Exactement ce qui avait été pratiqué neuf ans plus tôt (1923) lors de l’occupation de la Ruhr au détriment de l’Allemagne… avec condamnations à mort et exécutions à l’appui… Or, s’agissant plus particulièrement de la Syrie…
« Nous sommes là-bas pour des réalisations politiques, administratives, économiques et sociales, et non pour dresser périodiquement des barricades et promener perpétuellement des troupes ! Or, ces servitudes policières accapareront et entraveront notre action tant que nous ne donnerons pas à la Syrie le régime qui lui convient et qui, seul, répond à sa mentalité sociale et religieuse : la monarchie. »

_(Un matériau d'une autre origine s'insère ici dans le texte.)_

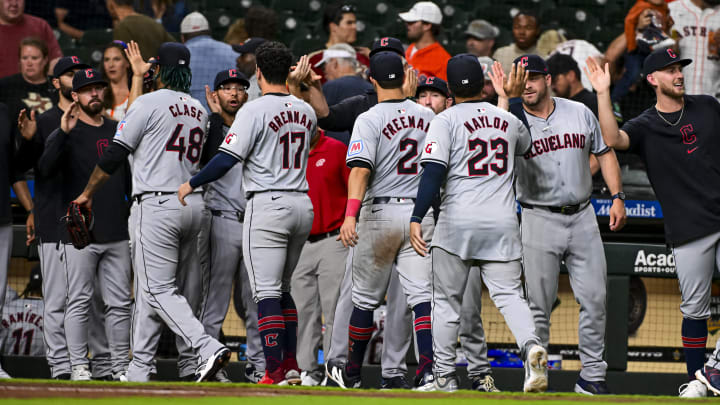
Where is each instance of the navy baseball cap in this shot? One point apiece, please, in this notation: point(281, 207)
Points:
point(87, 77)
point(386, 66)
point(68, 63)
point(661, 59)
point(173, 54)
point(433, 83)
point(231, 75)
point(532, 64)
point(249, 46)
point(388, 44)
point(464, 70)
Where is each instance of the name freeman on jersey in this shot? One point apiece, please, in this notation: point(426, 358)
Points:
point(397, 124)
point(553, 143)
point(175, 110)
point(290, 117)
point(483, 121)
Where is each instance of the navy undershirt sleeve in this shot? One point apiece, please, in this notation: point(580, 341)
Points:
point(430, 182)
point(215, 169)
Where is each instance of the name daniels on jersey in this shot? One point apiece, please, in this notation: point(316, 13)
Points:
point(403, 122)
point(290, 117)
point(22, 317)
point(191, 111)
point(555, 142)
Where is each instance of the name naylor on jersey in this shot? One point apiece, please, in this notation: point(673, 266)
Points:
point(397, 124)
point(190, 111)
point(484, 121)
point(290, 117)
point(555, 142)
point(22, 317)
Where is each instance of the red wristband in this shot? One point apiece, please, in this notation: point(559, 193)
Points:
point(353, 207)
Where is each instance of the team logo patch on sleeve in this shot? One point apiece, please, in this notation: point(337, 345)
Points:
point(230, 139)
point(430, 147)
point(355, 147)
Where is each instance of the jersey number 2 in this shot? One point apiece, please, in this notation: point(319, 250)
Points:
point(499, 145)
point(285, 141)
point(176, 143)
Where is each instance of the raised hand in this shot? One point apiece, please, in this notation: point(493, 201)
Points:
point(599, 78)
point(27, 124)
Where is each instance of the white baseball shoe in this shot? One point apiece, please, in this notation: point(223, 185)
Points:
point(536, 370)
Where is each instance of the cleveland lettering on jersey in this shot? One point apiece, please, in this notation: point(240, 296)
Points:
point(191, 111)
point(483, 121)
point(403, 122)
point(290, 117)
point(554, 142)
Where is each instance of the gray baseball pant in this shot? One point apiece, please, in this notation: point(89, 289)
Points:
point(472, 333)
point(503, 280)
point(695, 262)
point(166, 236)
point(548, 238)
point(398, 325)
point(315, 289)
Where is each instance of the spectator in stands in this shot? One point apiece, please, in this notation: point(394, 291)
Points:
point(29, 89)
point(526, 31)
point(140, 28)
point(697, 29)
point(169, 13)
point(14, 27)
point(341, 69)
point(207, 56)
point(425, 53)
point(261, 22)
point(117, 71)
point(75, 17)
point(566, 81)
point(480, 38)
point(246, 64)
point(340, 24)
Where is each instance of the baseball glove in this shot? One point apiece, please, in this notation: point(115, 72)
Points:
point(79, 222)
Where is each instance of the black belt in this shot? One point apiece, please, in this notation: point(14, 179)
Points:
point(234, 215)
point(320, 236)
point(565, 209)
point(388, 200)
point(139, 197)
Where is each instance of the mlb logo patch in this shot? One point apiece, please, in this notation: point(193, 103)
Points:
point(355, 147)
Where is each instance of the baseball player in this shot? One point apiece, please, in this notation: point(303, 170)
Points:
point(225, 199)
point(696, 28)
point(47, 209)
point(558, 222)
point(383, 158)
point(164, 130)
point(677, 139)
point(396, 340)
point(74, 150)
point(22, 321)
point(469, 150)
point(433, 93)
point(271, 136)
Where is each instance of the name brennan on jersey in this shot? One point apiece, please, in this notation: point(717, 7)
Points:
point(290, 117)
point(189, 111)
point(20, 317)
point(410, 121)
point(553, 143)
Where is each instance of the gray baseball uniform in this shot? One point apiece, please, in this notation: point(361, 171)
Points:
point(477, 224)
point(556, 173)
point(387, 138)
point(271, 136)
point(165, 131)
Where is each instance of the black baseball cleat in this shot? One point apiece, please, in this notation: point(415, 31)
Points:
point(335, 371)
point(212, 365)
point(394, 383)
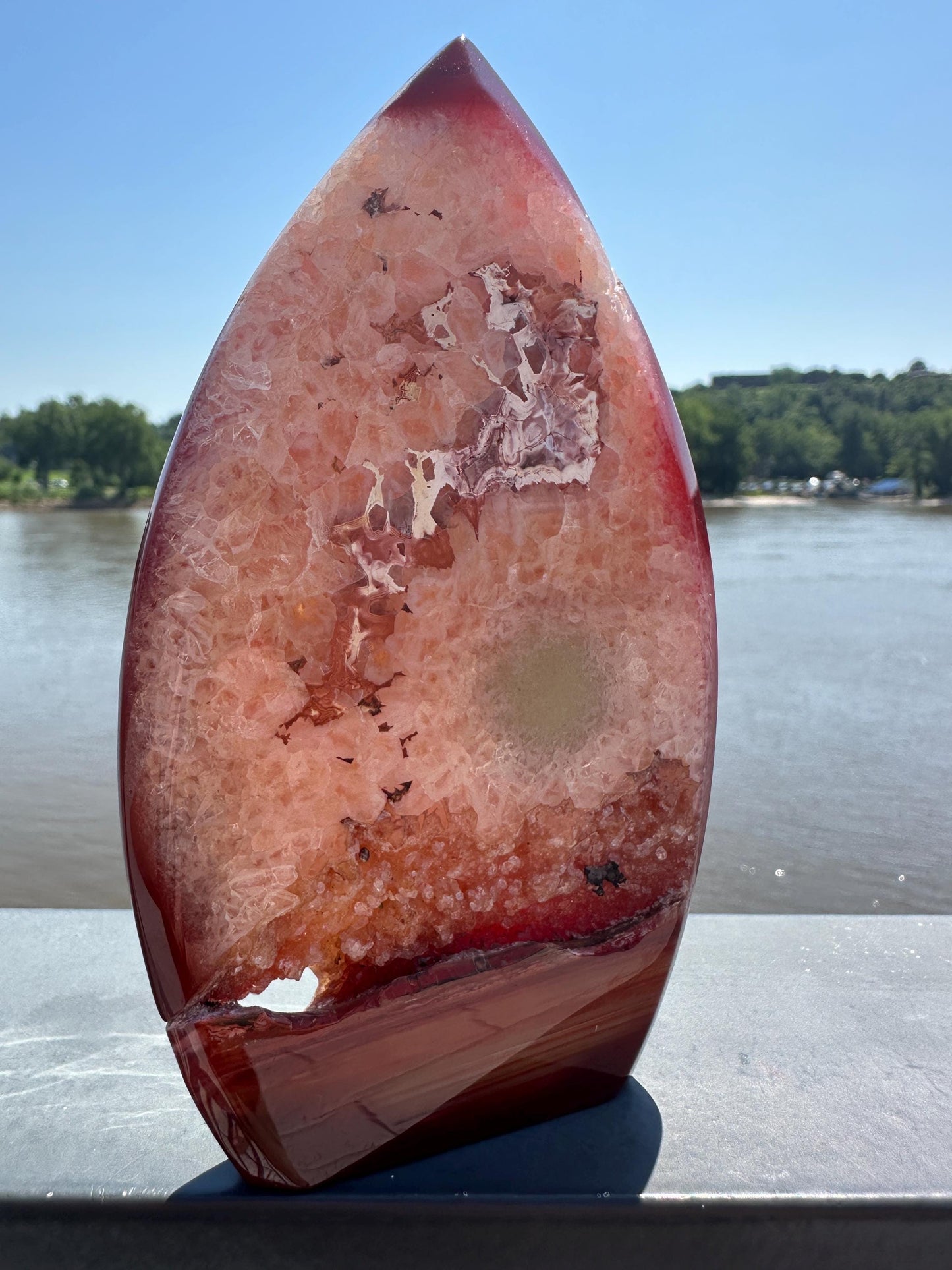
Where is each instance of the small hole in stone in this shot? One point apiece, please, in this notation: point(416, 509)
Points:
point(286, 996)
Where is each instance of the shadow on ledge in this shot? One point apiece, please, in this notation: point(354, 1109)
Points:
point(609, 1149)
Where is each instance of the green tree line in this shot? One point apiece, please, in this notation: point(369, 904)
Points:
point(798, 424)
point(105, 449)
point(789, 423)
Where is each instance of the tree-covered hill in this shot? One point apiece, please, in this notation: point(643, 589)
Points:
point(798, 424)
point(103, 447)
point(785, 424)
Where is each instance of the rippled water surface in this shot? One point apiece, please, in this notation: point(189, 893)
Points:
point(834, 748)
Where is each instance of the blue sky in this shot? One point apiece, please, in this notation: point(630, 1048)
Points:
point(772, 181)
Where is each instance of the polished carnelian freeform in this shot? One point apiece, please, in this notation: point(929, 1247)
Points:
point(419, 675)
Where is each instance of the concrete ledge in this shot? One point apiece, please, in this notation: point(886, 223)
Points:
point(794, 1101)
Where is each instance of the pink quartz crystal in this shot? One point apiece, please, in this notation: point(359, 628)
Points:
point(419, 675)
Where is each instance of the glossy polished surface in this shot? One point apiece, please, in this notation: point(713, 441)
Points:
point(419, 678)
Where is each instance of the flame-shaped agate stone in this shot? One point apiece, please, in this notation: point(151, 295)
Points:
point(419, 676)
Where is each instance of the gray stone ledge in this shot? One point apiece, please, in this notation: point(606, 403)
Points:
point(795, 1095)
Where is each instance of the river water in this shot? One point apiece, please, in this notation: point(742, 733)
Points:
point(834, 746)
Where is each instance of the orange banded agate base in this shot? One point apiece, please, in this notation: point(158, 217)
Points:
point(419, 675)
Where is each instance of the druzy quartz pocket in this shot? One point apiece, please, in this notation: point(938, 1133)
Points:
point(419, 675)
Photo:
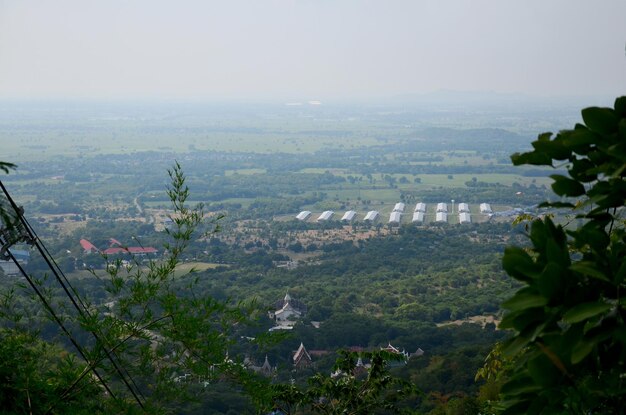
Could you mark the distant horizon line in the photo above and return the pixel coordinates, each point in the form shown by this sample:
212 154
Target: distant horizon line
301 100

Rappelons maintenant cette première formule utilisée, selon le témoignage de Claude Bouchinet-Serreulles, par De Gaulle à Londres en 1942 :
« L'Empire, c'est moi ! dit-il parfois. Partout où le drapeau français flotte, c'est moi ! » (Claude Bouchinet-Serreulles, Nous étions faits pour être libres, Grasset 2000, page 140.)
Et encore celle-ci :
« Il faut que les Français le sachent. Je ne peux continuer à marcher avec des alliés qui s'acharnent à saper partout la position de la France, qui veulent me voler le Levant, qui n'ont ni politique ni stratégie, qui se bouchent hermétiquement les oreilles dès que je veux leur enfourner quelques idées, qui tandis qu'ils me dédaignent vont se pendre aux basques des moindres valets de Vichy, ces démocraties qui entretiennent des ambassadeurs au pays de l'Ordre Nouveau... Je dirai bientôt tout cela dans un discours retentissant. » (Idem, page 227.)